A malária é uma doença causada por quatro diferentes tipos de protozoários do gênero plasmodium. Deles, três estão ativos no Brasil (o plasmodium vivax, o plasmodium falciparum e o plasmódio malarin) e podem transmitir a doença tanto para as pessoas que vivem aqui como para quem está visitando o país.
A transmissão pode ocorrer de duas formas: por meio da picada de um mosquito que esteja infectado com o protozoário ou pelo uso incorreto e compartilhamento de agulhas e instrumentos cortantes.
O Brasil de Fato conversou com a Dra.
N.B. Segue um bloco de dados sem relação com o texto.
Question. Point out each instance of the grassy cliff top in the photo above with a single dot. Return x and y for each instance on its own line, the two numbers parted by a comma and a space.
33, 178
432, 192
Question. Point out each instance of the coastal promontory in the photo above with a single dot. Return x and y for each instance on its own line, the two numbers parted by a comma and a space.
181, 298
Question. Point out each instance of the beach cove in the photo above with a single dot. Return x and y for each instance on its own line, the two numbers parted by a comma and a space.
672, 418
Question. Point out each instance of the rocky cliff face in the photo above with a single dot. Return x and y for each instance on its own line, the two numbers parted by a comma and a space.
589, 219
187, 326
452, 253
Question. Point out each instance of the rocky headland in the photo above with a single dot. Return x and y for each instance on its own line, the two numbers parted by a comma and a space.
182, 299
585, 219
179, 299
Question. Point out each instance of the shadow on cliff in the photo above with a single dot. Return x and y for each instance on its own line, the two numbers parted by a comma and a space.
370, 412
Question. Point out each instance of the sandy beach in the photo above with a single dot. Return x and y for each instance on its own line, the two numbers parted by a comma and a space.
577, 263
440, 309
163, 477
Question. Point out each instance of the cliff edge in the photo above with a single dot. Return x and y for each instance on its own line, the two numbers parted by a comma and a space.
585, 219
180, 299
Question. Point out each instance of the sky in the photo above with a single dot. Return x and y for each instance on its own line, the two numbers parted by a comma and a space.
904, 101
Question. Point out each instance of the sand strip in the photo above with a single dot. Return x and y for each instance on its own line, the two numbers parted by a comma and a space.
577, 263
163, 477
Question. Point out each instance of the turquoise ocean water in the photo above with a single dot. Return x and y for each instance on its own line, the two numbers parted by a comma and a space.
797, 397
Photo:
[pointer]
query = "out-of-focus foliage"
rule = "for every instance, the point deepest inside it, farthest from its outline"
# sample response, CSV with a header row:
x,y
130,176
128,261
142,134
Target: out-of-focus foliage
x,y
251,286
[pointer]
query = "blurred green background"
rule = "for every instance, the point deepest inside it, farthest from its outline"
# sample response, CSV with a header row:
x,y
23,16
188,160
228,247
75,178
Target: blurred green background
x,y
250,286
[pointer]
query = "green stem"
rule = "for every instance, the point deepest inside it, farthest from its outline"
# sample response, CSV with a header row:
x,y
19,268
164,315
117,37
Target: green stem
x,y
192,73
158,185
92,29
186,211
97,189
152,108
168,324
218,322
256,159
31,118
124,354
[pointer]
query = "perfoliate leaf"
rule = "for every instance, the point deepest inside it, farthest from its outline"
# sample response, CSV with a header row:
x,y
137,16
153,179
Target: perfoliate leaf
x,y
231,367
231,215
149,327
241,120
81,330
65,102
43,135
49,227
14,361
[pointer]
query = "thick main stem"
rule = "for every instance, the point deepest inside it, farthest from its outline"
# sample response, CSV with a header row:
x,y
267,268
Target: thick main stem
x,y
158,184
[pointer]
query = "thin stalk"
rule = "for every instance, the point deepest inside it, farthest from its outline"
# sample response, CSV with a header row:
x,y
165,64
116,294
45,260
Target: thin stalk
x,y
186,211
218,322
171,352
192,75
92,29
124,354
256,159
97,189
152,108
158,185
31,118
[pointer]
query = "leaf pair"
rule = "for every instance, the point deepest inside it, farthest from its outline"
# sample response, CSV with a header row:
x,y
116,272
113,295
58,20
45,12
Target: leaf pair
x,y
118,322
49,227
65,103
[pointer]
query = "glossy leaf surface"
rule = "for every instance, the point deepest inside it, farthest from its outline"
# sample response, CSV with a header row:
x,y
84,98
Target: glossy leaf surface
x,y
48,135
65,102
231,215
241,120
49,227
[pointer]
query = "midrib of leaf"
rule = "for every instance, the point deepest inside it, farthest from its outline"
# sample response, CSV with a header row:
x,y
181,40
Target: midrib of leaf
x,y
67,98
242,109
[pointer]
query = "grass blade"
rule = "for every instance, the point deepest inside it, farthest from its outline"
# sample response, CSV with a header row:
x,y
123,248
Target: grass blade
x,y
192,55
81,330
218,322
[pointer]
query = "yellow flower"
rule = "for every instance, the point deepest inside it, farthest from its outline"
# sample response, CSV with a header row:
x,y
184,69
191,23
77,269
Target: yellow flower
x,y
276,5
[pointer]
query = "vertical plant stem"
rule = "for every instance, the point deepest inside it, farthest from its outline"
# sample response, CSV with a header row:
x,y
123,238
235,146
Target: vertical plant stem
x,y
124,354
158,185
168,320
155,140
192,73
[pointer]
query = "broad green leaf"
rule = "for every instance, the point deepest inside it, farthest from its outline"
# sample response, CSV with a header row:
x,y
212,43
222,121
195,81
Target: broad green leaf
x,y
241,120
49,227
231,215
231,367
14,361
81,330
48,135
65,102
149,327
Tânia Chaves, médica infectologista e pesquisadora do Instituto Nacional de Infectologia Evandro Chagas. Ela também é docente da faculdade de medicina da Universidade Federal do Pará (UFPA), consultora e membro do Comitê de Medicina Tropical da Sociedade Brasileira de Infectologia (SBI).
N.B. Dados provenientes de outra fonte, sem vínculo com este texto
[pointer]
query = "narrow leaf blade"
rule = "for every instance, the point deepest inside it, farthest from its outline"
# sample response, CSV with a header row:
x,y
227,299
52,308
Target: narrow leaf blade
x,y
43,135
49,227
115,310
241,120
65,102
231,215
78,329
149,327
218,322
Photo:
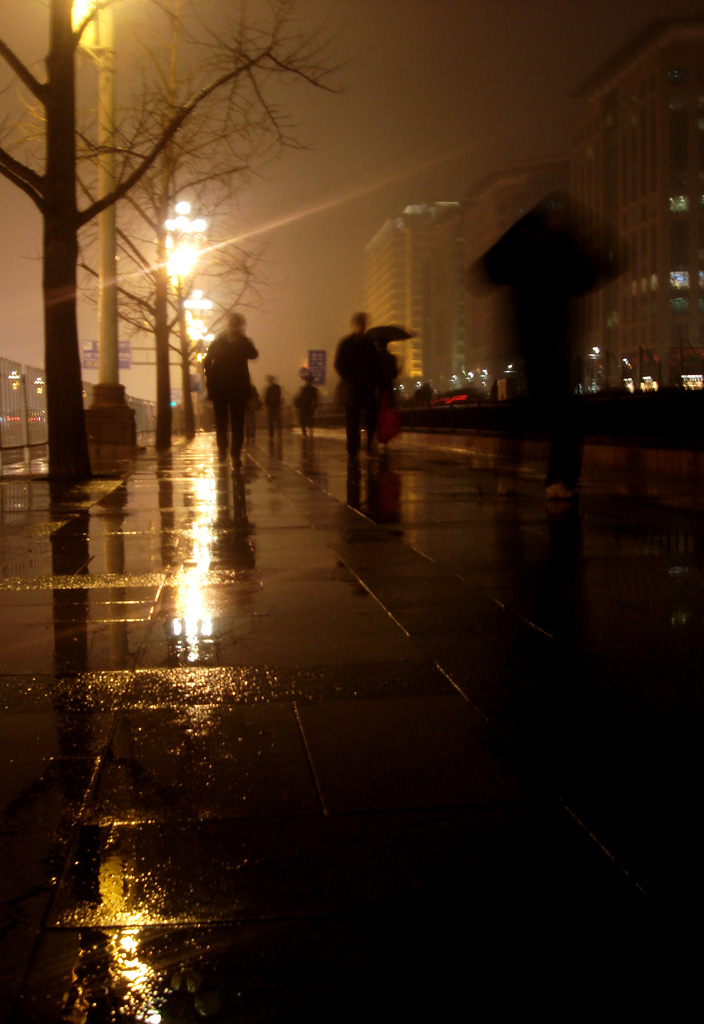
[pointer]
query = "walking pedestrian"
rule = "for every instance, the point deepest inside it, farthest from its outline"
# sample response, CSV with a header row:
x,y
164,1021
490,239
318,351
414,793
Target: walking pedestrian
x,y
547,264
306,402
356,360
227,377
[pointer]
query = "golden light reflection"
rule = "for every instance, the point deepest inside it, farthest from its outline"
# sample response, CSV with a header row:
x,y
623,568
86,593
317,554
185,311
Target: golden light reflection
x,y
191,626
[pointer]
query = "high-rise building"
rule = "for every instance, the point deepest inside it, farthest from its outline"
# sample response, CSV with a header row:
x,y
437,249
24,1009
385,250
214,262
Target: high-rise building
x,y
636,165
413,278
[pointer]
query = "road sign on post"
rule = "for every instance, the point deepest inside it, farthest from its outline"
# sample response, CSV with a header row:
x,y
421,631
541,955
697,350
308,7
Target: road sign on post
x,y
317,358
Segundo ela, ocorre uma fragilidade das medidas de vigilância e assistência para as endemias já existentes. “No caso da malária, o Brasil, contribui com parcela importante na América Latina com relação ao número de casos e nós tivemos essa queda e retornamos para um aumento importante, muito em função da fragilidade das medidas de ações de controle em função da emergência de novos agentes”, diz ela.
Confira abaixo a entrevista.
Brasil de Fato: Os casos de malária no Brasil tiveram quase uma década de queda no número de registros, mas os dados voltaram a crescer. A que se deve esse fenômeno?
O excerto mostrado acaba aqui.